That's right. Less than a week before Refuge Community Church kicks off. It has seemed like such a long build up, from the embryonic stages in Brownwood, to the serious planning in Waco, to the hours of mentoring preparing paperwork, to the seven months of meeting as a home church, to now.
I honestly wish I had more time, there are so many more things I would like to do. But I also know that all the necessities are taken care of. We have a wonderful core of people. We started with a very trustworthy, faithful friend handling the finances (something that is absolutely essential), added a hard-working friend with the heart of a true servant leading up our small groups, and then we added an extremely talented musician who wants to learn. And those are just the guys in official roles. There are too many wonderful traits in our people to list or mention, but needless to say I'm excited.

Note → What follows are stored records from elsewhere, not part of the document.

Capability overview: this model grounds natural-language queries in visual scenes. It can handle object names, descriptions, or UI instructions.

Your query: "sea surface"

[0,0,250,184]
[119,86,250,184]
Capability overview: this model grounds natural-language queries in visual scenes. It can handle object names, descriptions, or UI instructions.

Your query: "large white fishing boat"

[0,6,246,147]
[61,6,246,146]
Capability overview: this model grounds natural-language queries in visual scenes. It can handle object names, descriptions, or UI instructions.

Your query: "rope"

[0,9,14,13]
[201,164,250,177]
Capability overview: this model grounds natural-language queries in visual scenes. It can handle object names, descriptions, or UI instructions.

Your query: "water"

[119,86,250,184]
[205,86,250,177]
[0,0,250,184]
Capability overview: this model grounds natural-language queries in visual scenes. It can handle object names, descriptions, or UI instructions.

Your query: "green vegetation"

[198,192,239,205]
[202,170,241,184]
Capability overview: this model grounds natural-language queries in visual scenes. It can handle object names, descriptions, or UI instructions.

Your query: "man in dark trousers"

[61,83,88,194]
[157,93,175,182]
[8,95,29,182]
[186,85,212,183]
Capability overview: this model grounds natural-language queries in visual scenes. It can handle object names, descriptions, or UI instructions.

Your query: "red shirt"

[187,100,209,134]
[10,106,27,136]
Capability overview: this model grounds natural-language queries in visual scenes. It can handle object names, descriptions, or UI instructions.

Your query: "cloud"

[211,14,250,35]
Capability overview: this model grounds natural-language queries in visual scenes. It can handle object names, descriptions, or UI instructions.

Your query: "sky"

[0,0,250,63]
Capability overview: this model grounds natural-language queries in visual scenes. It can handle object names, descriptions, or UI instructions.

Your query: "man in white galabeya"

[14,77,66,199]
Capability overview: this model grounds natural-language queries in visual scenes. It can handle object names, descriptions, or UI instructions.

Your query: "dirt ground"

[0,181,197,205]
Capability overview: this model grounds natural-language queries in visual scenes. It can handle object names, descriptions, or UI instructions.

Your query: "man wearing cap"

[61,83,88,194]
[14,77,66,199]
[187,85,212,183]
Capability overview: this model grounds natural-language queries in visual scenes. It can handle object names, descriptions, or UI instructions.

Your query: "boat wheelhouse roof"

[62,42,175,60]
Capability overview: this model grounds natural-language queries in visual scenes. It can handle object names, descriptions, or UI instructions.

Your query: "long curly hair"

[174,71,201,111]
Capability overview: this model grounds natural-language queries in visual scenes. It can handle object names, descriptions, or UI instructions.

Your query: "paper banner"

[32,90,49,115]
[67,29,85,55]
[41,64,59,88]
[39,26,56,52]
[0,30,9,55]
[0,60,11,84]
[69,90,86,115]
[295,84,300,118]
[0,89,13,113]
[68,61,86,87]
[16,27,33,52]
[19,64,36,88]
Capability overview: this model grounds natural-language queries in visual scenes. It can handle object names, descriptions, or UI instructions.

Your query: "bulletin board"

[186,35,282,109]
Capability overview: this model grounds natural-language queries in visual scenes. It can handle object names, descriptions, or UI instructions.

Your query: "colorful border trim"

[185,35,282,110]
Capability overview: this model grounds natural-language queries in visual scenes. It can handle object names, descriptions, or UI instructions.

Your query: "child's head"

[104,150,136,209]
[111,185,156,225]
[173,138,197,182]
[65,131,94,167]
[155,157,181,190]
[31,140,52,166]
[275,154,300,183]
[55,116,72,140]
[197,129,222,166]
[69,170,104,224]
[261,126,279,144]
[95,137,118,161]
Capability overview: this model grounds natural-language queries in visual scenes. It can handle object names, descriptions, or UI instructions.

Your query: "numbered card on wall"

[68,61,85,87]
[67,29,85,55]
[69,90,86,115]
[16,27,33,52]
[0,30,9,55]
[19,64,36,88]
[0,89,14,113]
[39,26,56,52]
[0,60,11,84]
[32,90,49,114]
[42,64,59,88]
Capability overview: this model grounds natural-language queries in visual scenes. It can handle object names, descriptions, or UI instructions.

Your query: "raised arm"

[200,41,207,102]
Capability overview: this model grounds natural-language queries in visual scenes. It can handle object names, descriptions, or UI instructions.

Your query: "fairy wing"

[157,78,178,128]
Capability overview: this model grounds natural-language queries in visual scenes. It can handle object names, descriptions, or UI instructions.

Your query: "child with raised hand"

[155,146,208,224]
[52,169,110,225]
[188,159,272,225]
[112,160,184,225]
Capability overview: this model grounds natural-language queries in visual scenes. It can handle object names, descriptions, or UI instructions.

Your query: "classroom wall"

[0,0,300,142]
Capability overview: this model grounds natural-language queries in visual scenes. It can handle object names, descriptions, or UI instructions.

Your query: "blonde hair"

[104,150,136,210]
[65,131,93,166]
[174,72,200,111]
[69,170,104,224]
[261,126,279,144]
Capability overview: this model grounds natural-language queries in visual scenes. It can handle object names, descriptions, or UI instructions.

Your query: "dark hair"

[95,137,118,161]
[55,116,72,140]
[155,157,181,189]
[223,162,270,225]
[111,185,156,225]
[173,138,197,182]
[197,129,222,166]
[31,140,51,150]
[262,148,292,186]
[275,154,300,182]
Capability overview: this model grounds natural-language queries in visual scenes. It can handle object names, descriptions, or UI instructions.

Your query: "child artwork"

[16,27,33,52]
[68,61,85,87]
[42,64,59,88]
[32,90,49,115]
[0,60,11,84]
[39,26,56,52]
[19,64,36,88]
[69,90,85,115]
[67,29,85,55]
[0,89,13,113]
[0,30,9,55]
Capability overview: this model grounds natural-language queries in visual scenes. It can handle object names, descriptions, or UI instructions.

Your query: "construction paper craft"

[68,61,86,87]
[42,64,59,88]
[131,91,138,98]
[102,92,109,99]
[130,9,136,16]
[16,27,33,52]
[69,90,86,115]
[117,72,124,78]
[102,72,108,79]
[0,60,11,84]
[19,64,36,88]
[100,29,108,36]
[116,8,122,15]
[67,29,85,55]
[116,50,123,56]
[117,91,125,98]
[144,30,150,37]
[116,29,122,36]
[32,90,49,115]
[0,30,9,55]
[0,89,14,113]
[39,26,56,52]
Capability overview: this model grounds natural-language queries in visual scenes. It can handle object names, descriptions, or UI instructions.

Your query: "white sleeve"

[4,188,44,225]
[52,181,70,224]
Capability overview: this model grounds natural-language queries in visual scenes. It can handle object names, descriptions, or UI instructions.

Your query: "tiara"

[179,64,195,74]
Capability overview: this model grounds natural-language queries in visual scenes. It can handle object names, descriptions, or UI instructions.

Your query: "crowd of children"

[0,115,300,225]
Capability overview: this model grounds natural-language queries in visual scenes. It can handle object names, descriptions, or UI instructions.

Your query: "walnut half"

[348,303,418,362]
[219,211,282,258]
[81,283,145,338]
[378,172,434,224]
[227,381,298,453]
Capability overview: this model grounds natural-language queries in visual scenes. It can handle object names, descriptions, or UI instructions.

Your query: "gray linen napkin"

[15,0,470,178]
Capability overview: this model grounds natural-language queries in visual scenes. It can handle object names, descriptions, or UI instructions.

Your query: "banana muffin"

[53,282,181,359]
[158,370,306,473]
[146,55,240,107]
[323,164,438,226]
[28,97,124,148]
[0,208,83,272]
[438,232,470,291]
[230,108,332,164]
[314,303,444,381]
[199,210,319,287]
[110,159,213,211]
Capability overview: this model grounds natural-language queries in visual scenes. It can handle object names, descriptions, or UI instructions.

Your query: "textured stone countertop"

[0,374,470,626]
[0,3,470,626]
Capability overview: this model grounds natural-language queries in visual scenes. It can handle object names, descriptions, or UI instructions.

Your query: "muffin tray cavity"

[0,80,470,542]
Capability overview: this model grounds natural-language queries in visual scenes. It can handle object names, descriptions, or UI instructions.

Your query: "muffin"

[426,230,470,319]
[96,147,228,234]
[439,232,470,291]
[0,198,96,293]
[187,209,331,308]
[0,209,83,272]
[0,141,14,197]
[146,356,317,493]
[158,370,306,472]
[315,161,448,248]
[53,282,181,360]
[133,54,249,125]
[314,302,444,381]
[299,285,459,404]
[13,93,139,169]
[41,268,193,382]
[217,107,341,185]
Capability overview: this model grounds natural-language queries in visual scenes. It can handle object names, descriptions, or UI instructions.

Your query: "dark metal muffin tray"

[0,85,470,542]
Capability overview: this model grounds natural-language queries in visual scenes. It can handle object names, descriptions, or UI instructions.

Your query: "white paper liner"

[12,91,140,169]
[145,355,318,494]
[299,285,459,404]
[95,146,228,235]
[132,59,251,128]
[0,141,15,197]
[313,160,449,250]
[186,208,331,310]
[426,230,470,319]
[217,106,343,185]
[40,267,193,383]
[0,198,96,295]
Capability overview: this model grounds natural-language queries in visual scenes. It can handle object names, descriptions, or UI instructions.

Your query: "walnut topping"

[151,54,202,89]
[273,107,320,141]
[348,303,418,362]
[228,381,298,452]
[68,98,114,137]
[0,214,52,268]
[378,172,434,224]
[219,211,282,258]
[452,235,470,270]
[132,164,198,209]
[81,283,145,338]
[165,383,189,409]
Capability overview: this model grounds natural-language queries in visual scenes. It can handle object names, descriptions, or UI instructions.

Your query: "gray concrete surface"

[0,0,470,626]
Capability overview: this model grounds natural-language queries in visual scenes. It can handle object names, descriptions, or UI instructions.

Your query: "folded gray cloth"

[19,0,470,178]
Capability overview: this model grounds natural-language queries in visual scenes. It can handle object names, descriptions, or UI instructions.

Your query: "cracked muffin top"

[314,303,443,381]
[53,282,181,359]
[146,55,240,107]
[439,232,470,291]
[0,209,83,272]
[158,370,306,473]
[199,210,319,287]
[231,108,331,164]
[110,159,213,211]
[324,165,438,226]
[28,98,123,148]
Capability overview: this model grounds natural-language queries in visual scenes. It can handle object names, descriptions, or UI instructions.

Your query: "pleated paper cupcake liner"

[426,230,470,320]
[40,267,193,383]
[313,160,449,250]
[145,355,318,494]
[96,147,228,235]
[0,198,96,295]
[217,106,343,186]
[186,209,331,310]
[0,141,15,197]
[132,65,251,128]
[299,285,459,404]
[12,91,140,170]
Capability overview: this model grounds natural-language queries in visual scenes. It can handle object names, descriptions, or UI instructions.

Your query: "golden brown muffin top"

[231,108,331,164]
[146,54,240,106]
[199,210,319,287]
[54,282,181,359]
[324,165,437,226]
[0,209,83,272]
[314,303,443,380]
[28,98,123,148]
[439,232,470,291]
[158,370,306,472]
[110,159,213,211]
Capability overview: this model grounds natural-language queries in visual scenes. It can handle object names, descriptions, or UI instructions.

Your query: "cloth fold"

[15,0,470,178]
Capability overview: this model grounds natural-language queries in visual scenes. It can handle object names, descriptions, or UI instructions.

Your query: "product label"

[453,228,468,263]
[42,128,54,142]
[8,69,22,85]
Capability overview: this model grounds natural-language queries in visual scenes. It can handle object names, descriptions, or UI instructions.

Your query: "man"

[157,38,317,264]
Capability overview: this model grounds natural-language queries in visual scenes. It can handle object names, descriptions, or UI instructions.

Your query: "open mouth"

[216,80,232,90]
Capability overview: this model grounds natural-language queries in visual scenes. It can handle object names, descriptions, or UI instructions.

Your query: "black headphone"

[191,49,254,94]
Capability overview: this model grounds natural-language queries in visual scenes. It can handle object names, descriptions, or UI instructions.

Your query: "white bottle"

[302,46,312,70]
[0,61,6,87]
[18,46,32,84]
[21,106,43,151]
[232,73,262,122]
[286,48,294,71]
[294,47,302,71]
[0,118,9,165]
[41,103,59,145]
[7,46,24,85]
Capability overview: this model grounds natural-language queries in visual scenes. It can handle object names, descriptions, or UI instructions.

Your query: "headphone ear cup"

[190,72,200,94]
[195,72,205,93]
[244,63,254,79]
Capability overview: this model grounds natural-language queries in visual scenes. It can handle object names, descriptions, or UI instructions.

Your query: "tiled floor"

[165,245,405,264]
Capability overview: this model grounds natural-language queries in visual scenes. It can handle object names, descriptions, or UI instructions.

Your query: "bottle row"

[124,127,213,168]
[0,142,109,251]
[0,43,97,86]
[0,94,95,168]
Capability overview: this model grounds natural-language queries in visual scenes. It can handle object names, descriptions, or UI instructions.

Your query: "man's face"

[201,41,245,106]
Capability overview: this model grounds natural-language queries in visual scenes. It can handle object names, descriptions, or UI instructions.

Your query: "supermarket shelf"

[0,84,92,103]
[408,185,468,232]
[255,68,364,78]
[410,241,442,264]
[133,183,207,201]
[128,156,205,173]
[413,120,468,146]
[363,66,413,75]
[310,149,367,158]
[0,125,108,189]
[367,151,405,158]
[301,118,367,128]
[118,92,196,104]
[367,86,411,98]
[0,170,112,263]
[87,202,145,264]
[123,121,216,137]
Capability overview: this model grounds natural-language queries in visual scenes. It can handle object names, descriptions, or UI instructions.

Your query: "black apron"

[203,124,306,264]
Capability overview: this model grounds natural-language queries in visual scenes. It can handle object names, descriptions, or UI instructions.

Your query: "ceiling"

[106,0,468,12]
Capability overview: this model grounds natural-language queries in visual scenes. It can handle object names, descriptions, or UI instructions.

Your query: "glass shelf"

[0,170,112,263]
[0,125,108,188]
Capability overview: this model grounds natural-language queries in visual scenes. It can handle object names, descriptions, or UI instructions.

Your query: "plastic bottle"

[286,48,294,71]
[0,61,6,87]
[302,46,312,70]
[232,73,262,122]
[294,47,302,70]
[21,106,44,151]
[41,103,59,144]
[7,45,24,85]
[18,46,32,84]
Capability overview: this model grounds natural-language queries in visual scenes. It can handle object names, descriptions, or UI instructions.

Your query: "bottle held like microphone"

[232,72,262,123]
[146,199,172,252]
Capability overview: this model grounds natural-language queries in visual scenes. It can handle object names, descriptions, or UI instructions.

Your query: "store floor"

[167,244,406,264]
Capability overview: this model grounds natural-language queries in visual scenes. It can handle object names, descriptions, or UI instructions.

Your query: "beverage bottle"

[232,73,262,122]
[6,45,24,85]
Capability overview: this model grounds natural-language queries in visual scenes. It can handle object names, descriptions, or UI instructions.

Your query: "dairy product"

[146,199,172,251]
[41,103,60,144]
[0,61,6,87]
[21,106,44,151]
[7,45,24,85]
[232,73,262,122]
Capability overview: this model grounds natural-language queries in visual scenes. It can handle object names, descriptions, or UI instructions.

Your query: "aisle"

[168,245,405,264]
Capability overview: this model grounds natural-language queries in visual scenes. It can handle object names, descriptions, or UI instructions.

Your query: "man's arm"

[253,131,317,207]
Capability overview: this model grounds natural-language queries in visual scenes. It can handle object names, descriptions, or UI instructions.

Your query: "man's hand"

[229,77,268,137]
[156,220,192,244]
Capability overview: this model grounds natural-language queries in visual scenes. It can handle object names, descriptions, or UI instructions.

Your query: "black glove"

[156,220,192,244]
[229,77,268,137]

But at the same time, I am anxious. How will we respond to difficult situations? Will our leadership rise to the occasion, or will we let pressure implode us? How will I respond when things happen that I don't want to deal with, or what if I do want to deal with it, but feel like it is wisdom to let it play out? Can I trust God to take my mistakes and make a beautiful mosaic from them? What happens if no one comes? Will I be satisfied ministering to those we already have, or will I fall prey to the awful numbers game? Will we include new people, will we lovingly rebuke those who need it?
It comes back to call for me. I have to trust my call to Refuge, and I have to trust that God called our leadership team. It is easy to trust God on those that have already stepped to the plate, but not so easy to trust those that have struck out a few times. I have to trust that the Spirit that moves in me also moves in the people I seek to serve. And if that is the truth, he may be speaking to them in ways that I'll never understand. I love our church as it is, but I know that God calls church to grow, to change, to be like a living organism. My hope is that God will give me wisdom to lead in that way, that he will give our people patience to bear with me while I learn, and most of all that he will fill us all with love for one another and for our community.